Wednesday, March 30, 2016

baby weight loss recipes | Being a stay at home mum

baby weight loss recipes


Hi there! And apologies for the very slow blogging over the recent weeks. I have had a hectic time of late and have been tweeking things here and there behind the scenes on my blog, so thank you so much for reading and please bear with me.  Normal service will be resuming and, much to my husbands dismay I have some fabulous haul blogs coming up!!! Today, I thought I would blog about something that I have been meaning to blog about for ages, being a stay at home mum. 

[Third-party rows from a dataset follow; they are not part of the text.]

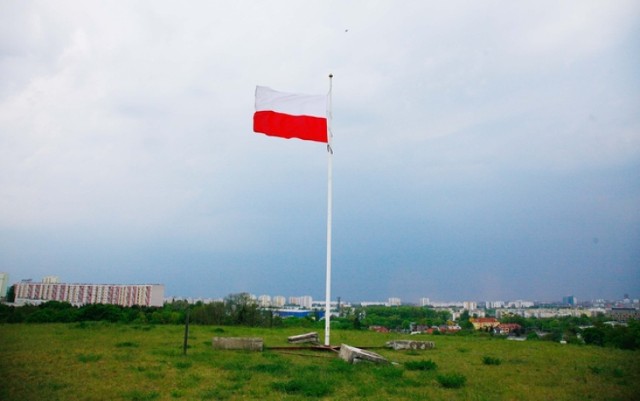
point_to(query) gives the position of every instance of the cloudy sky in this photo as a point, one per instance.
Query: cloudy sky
(483, 150)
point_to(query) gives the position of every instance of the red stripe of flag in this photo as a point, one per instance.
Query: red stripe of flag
(287, 126)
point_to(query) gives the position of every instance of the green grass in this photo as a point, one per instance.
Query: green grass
(99, 361)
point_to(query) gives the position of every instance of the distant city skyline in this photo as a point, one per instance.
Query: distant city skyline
(480, 150)
(306, 299)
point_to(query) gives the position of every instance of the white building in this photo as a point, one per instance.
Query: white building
(51, 279)
(394, 301)
(82, 294)
(264, 301)
(305, 301)
(424, 302)
(469, 305)
(278, 301)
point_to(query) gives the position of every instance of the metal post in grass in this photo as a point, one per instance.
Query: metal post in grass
(186, 331)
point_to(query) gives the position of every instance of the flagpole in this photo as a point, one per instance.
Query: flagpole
(327, 309)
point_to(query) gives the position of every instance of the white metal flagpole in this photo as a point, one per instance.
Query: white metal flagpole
(327, 308)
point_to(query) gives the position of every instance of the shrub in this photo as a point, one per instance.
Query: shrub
(307, 388)
(84, 358)
(488, 360)
(451, 380)
(421, 365)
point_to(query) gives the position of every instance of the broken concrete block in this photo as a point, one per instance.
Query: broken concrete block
(355, 355)
(304, 338)
(244, 343)
(410, 344)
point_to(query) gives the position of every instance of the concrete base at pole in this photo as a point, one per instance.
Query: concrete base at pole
(243, 343)
(355, 355)
(304, 338)
(409, 344)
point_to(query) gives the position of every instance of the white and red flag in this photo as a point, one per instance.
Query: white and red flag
(290, 115)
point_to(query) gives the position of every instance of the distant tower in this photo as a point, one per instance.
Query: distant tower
(4, 280)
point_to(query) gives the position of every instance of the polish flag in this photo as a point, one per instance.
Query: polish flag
(289, 115)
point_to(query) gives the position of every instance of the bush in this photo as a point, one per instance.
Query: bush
(451, 380)
(488, 360)
(307, 388)
(421, 365)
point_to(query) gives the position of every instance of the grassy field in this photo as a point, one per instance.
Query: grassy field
(97, 361)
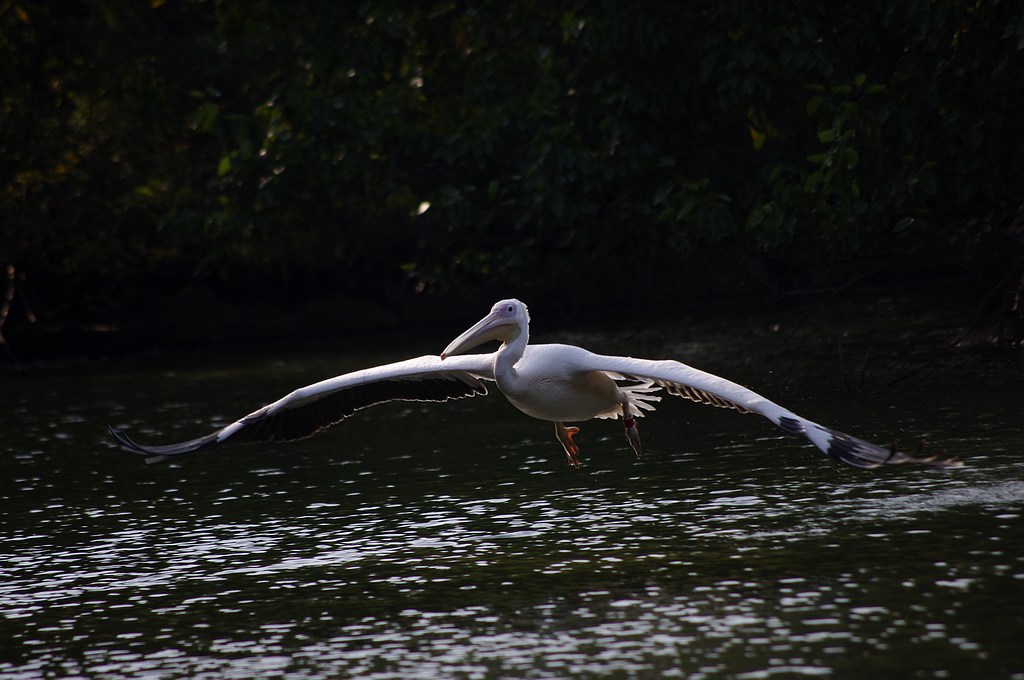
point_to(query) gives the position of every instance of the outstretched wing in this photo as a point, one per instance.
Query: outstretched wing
(696, 385)
(309, 409)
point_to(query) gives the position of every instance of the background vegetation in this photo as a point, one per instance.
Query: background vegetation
(161, 160)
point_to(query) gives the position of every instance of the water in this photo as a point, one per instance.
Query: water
(421, 541)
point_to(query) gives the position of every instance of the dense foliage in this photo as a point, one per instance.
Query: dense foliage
(296, 149)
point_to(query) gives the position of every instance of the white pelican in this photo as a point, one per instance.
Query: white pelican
(558, 383)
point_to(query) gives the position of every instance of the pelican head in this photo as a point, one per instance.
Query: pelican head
(507, 321)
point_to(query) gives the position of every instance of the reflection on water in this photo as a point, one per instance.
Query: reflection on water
(453, 541)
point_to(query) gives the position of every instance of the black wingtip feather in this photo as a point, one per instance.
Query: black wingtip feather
(865, 455)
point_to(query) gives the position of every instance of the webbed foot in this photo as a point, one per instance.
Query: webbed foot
(564, 435)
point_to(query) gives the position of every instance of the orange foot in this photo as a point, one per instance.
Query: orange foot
(633, 434)
(564, 435)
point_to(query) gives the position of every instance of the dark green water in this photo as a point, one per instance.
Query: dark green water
(421, 541)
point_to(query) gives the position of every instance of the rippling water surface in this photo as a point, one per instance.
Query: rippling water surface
(454, 541)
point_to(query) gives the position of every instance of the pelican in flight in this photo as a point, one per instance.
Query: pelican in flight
(554, 382)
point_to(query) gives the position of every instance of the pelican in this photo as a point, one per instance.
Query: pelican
(554, 382)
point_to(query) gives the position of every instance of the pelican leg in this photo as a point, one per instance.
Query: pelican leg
(632, 433)
(564, 435)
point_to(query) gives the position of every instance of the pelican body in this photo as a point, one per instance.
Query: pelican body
(553, 382)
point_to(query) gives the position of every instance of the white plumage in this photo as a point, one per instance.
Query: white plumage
(554, 382)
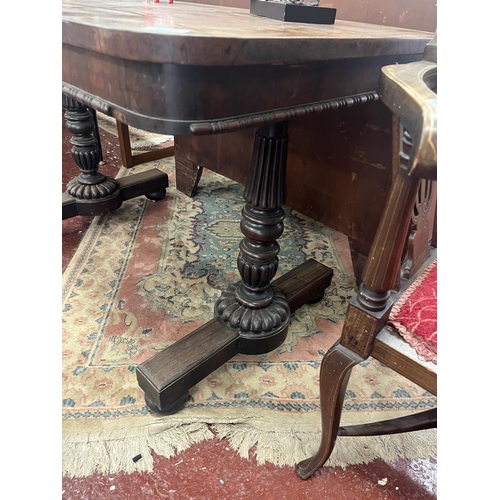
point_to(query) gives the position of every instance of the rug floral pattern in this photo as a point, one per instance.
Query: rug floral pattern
(149, 273)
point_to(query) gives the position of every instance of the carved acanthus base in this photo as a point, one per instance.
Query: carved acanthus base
(254, 324)
(104, 190)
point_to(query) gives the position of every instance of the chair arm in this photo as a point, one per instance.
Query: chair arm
(410, 92)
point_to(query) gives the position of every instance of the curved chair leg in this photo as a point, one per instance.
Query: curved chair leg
(334, 375)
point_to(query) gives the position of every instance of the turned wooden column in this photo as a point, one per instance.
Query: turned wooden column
(93, 191)
(257, 310)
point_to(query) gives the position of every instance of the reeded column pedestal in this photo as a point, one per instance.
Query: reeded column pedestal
(251, 316)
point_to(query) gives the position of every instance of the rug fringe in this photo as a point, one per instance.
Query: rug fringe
(83, 458)
(289, 448)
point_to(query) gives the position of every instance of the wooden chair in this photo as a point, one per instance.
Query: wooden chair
(128, 158)
(410, 92)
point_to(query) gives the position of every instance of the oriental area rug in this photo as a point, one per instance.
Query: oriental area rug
(149, 273)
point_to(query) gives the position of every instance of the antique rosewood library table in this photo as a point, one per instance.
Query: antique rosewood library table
(189, 69)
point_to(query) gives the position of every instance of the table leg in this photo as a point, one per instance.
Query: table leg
(92, 193)
(251, 316)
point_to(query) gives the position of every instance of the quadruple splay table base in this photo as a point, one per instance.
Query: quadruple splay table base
(189, 70)
(92, 193)
(251, 316)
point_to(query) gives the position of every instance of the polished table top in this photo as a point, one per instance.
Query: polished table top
(170, 67)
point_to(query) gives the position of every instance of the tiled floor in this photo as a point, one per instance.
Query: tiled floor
(212, 470)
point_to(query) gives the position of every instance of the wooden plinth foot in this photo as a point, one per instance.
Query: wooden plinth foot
(151, 183)
(170, 374)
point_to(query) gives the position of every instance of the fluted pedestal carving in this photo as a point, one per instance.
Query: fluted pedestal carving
(258, 311)
(251, 316)
(92, 193)
(90, 187)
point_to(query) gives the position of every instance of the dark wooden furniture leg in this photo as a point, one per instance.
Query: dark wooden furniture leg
(251, 316)
(96, 133)
(92, 193)
(369, 310)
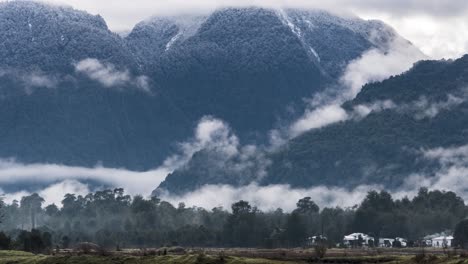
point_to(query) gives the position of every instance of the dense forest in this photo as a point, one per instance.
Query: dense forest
(113, 220)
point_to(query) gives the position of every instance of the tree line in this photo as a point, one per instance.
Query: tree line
(113, 219)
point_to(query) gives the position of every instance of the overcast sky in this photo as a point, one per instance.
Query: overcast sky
(438, 28)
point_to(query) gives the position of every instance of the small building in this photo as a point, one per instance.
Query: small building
(393, 242)
(442, 241)
(386, 242)
(358, 239)
(315, 240)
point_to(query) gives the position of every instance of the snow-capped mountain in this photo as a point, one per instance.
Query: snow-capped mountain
(73, 92)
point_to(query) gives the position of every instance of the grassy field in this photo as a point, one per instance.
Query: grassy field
(16, 257)
(237, 257)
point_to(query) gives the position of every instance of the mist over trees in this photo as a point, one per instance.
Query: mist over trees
(113, 219)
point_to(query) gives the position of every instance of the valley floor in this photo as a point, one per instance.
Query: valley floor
(291, 257)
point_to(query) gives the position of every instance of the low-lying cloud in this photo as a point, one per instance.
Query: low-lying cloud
(210, 133)
(372, 66)
(109, 76)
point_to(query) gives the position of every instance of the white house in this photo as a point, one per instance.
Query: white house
(315, 240)
(386, 242)
(353, 239)
(442, 241)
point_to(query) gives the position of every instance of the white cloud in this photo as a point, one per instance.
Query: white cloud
(317, 118)
(109, 76)
(364, 110)
(450, 177)
(210, 133)
(439, 30)
(377, 65)
(38, 79)
(134, 182)
(424, 108)
(270, 197)
(374, 65)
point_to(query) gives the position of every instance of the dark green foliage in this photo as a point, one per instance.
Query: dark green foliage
(244, 65)
(112, 219)
(34, 241)
(461, 234)
(5, 241)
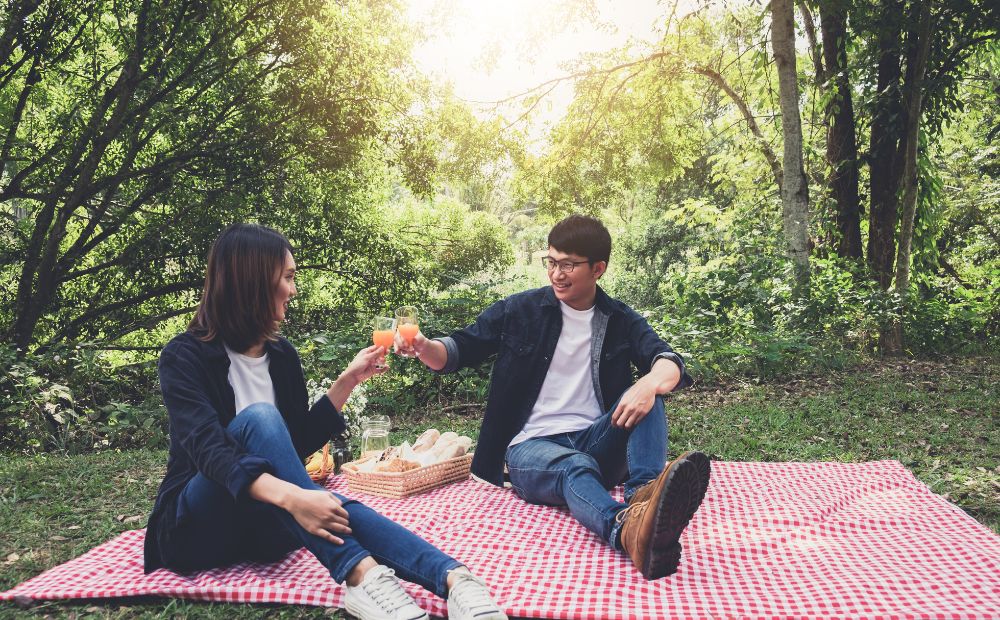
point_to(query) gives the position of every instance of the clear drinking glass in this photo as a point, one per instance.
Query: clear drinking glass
(383, 332)
(374, 435)
(407, 325)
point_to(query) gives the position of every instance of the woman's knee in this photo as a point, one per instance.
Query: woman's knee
(257, 418)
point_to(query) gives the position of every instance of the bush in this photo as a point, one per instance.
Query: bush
(72, 399)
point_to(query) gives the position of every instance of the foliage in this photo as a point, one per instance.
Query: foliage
(69, 399)
(136, 130)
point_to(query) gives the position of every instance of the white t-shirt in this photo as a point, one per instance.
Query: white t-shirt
(567, 401)
(250, 379)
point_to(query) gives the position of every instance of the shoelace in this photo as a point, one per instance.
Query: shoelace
(387, 593)
(637, 507)
(474, 599)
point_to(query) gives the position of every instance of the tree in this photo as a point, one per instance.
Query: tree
(795, 187)
(136, 130)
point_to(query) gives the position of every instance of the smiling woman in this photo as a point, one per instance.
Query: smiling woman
(240, 423)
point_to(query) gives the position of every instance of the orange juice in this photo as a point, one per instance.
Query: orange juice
(408, 331)
(382, 338)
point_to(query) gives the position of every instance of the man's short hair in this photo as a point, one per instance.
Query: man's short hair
(582, 235)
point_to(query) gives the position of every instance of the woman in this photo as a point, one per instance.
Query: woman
(240, 425)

For me, the decision to take a career break from my job was a really tough one, and it was made that bit tougher by the huge amount of pressure I felt from others and well, society I guess.  Pre-baby, I had worked in the NHS for 10 years and had done 4 years of training, a degree and a Masters to get to my current job.  After my one years maternity leave was up, I went into work to discuss hours which I could work, and basically, what I wanted to work and what the service wanted me to work just werent compatible.  I was very lucky and was offered the chance to take a 5 year unpaid career break where I could return to my original job upon return.  And I took the opportunity.  But not without alot of thought. 

I was really torn as to what to do, as taking a career break wasnt something that had ever occurred to me. I felt pressure from peers that really returning to work was the thing you ought to do, women havent worked hard for equal rights to then be stuck at home bringing up baby.  No-one I knew had taken a career break so I couldnt really ask anyones advice. Was I even doing the right thing? When a very dear friend sat down with me and told me to grasp the opportunity with both hands if that would make me happy, I decided that is what I would do. 

And I am so so glad I did.  I am in year two of my career break and I can honestly say it is the best decision I made.  But the best decision I made for me.  Not for the other mums at the baby group.  Not for the gossip at the post office.  Not for the mum who returned to work as soon as she could.  No.  I made this decision for me and my family. So why judge?   

There came a time at baby groups when all of the mums starting returning to work and I was asked weekly when I was returning also.  When I told people I was taking a career break, I got alot of negative responses.  People said things like, "oh, I could never do that", "oh how boring to have to play all day", "I need adult company", "your husband must be rich", "oh how nice that you can sit and watch TV all day".  Yup, Ive heard them all.  And I am very guilty of replying to a few that "I felt it important to spend this time with my child", yep, big apologies to all working mums out there.  I muttered those words. But at times, I truly felt ostracised because I was going against the norm.  

I know there are working mums out there who would love to be in my position.  But then I know working mums that wouldnt.  And my point is that whatever we do, its ok.  The decisions I make are for me and my family.  I shouldnt have to explain my reasoning for them.  I shouldnt have to defend that I do anything but watch TV all day.  That I am not some female version of Mr Tumble and I do not play in a circus tent all day to keep my daughter entertained.  That I do actually have a brain. And that I certainly do not go out for lunch everyday. Equality includes choice.  I am lucky that I can choose to stay at home with my daughter. 

I found that people were quick to judge me.  Quick to assume I didnt have a career before baby.  And alot of the time, quick to tell me their judgements.  I never heard people saying that to mums who went back to work (though I know that happens too). And I would never judge a working mum.  Because quite frankly, what has it got to do with me? Arent all us mums just the same? Arent we all just trying to do our best?  So why judge? Why feel the need to judge me and my decisions? Trust me, I have enough self doubt and criticism to see me through to my seventies.  I really dont need anyone elses. 

I think for some bizarre reason, we are always made to feel guilty as mums.  That we are not doing things right.  That we should be doing the same as everyone else.  We feel guilty for working.  We feel guilty if we dont. But I am calling it.  I am calling it right now. I am saying sod everyone else.  You do what feels right in your gut.  You do what is right for your family.  Whether that is going to work or staying at home. That is your right as a parent.  A right that should never ever be judged, (unless you are running off to join the circus and then I think a bit of debate is fair play).  So now, when people ask me if I am at work, I say that I am a stay at home mum.  And that is all I say. I say no more.  No excuses.  No reasoning. Because I am done having to explain myself.